An emotional divorce could be as damaging as a legal divorce. Some social scientists say it is worse. Sometimes in a legal divorce, the parents go to therapy and learn go deal with the emotional poison, even finding ways to get beyond it. In an emotional divorce, the poison continues to grow in secret, like a cancer.
Children who grow up with a mom and dad who are legally married, but emotional divorced, tend to take much of this poison into their own marriages.
Some marriage and family therapists believe all of us set out to create in our marriage the same emotional temperature of our family of origin.
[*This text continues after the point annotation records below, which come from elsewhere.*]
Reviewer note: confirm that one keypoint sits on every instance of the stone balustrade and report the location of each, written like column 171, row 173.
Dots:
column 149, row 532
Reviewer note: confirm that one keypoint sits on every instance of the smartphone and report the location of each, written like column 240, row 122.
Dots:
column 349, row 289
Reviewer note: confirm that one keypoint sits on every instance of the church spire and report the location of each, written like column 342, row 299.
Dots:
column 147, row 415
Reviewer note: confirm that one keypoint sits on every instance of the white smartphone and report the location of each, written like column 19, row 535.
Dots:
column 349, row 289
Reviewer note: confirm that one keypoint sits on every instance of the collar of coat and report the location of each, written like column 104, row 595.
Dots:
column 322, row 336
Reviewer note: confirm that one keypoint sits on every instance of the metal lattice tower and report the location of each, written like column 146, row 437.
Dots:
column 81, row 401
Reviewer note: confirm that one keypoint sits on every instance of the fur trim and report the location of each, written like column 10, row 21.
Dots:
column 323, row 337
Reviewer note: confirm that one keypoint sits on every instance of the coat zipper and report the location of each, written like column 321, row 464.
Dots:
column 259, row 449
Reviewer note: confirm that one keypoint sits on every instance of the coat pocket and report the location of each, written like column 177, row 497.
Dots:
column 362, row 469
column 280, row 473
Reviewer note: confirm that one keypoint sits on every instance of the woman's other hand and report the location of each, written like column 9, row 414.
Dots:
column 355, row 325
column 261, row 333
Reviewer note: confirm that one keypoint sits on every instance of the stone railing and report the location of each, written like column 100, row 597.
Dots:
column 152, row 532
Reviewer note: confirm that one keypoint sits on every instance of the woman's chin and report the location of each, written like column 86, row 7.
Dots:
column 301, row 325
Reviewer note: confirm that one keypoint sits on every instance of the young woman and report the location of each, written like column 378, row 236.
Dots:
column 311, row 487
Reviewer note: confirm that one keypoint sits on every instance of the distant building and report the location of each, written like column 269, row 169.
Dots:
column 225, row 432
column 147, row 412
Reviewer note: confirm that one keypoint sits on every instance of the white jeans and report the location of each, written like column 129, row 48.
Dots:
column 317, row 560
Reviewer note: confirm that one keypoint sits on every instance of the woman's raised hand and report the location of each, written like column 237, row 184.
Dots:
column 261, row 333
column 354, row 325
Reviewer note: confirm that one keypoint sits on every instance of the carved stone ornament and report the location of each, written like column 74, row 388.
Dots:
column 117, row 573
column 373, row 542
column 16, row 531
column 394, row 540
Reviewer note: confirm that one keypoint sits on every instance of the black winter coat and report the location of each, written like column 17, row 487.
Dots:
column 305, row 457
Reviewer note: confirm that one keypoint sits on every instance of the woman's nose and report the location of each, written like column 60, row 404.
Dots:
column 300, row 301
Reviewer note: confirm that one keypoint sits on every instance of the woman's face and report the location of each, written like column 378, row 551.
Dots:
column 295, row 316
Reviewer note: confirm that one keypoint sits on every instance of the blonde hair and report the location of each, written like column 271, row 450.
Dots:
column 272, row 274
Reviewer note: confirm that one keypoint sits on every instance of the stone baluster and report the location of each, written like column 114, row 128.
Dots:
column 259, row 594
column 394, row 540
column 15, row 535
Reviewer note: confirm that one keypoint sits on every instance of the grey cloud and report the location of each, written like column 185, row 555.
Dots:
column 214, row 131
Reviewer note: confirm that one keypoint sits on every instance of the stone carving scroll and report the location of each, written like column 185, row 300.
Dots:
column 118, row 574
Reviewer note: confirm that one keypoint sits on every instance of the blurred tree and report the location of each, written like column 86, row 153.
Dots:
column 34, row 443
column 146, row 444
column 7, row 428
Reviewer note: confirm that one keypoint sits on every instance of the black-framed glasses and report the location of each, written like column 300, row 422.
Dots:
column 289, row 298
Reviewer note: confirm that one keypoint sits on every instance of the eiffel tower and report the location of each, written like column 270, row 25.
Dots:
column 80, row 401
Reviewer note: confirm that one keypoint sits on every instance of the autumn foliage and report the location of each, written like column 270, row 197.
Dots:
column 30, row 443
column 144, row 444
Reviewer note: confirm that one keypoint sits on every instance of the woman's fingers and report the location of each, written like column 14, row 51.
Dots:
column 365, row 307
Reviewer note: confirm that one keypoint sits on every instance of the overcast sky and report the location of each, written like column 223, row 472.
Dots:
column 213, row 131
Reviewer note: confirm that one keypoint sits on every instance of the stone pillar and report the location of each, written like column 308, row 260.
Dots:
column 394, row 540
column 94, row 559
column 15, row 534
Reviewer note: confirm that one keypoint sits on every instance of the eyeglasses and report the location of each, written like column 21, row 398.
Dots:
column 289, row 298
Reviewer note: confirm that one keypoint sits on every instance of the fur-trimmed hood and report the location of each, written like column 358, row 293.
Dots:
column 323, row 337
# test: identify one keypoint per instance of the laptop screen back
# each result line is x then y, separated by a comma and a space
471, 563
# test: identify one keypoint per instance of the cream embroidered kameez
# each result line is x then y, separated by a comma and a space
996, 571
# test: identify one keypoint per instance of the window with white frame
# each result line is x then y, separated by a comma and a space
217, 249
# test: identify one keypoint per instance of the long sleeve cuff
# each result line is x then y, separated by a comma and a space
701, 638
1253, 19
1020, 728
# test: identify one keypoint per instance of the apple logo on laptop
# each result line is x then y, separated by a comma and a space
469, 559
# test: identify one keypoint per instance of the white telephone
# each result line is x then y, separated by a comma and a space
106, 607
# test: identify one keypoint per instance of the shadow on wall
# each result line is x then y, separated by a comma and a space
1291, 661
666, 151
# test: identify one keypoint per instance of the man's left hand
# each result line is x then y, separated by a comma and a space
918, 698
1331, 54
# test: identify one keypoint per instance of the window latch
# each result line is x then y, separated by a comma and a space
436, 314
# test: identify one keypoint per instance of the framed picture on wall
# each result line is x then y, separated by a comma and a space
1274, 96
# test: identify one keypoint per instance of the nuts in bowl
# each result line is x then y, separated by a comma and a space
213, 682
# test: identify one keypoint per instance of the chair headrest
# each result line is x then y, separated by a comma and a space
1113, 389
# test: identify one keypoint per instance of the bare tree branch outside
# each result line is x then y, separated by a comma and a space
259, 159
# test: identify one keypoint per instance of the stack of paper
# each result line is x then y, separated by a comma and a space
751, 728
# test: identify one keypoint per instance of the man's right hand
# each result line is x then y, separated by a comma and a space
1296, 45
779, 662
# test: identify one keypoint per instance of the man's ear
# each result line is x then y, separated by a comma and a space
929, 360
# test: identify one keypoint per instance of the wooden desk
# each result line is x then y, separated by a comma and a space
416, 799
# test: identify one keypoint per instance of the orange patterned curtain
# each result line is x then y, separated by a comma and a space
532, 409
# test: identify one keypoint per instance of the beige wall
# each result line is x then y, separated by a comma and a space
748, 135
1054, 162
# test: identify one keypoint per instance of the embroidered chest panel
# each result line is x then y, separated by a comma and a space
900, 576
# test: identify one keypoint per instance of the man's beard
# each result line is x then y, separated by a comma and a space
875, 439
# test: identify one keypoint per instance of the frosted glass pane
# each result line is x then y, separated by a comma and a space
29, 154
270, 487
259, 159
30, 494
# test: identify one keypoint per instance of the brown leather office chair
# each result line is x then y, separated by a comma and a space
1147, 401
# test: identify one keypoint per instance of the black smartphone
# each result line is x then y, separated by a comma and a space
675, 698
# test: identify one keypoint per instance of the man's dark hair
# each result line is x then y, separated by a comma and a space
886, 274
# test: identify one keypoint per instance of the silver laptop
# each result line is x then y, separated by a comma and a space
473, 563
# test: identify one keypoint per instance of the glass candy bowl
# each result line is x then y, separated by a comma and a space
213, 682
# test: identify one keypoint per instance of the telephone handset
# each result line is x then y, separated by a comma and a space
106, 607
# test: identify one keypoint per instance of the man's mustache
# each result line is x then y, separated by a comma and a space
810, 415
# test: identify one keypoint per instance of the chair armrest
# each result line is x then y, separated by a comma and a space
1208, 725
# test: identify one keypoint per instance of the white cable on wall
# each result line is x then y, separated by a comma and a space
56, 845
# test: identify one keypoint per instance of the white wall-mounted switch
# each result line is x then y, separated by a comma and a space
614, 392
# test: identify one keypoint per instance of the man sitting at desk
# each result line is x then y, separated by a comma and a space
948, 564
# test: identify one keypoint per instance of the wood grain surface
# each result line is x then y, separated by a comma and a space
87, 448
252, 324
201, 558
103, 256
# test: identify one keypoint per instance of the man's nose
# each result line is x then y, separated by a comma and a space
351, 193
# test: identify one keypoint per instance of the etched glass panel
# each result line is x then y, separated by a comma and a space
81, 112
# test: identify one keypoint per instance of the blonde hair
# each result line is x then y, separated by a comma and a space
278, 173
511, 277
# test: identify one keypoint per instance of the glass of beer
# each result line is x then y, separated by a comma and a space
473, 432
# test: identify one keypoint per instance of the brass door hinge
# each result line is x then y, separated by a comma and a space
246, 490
In other words, if our growing up family was warm, nurturing and accepting, we try to replicate this in our marriage. If it was a hostile, explosive and cold home environment, unconsciously we are in danger of making our family of intention (marriage) the same.
Each generation that transports emotional poison forward to the next generation experiences the snowball effect. Each generation that doesn't find a way to dissipate the poison from the system adds to the size of the emotional snowball. After the poison reaches a certain point, it gets too big to hide and too big to manage. The crisis gets too big to resolve and a divorce is imminent.
Sometimes a divorce in this generation has its roots in a previous generation. No one knows about the emotional divorce that was in the family system generations back. The secret of the emotional divorce is carried forward in the accumulation of emotional poison. All the blame and judgment attributed to persons who divorce could be misplaced blame and judgment. The blame rests in the previous generation that failed to address conflicts and resolve issues. The failure belongs to the generation that used denial and avoidance as their main mode of operation rather than conflict resolution and shared power.
All of us need to be less judgmental and more empathetic to our family and friends whose dream of a lifelong marriage comes falling down around them. We may not know all the facts.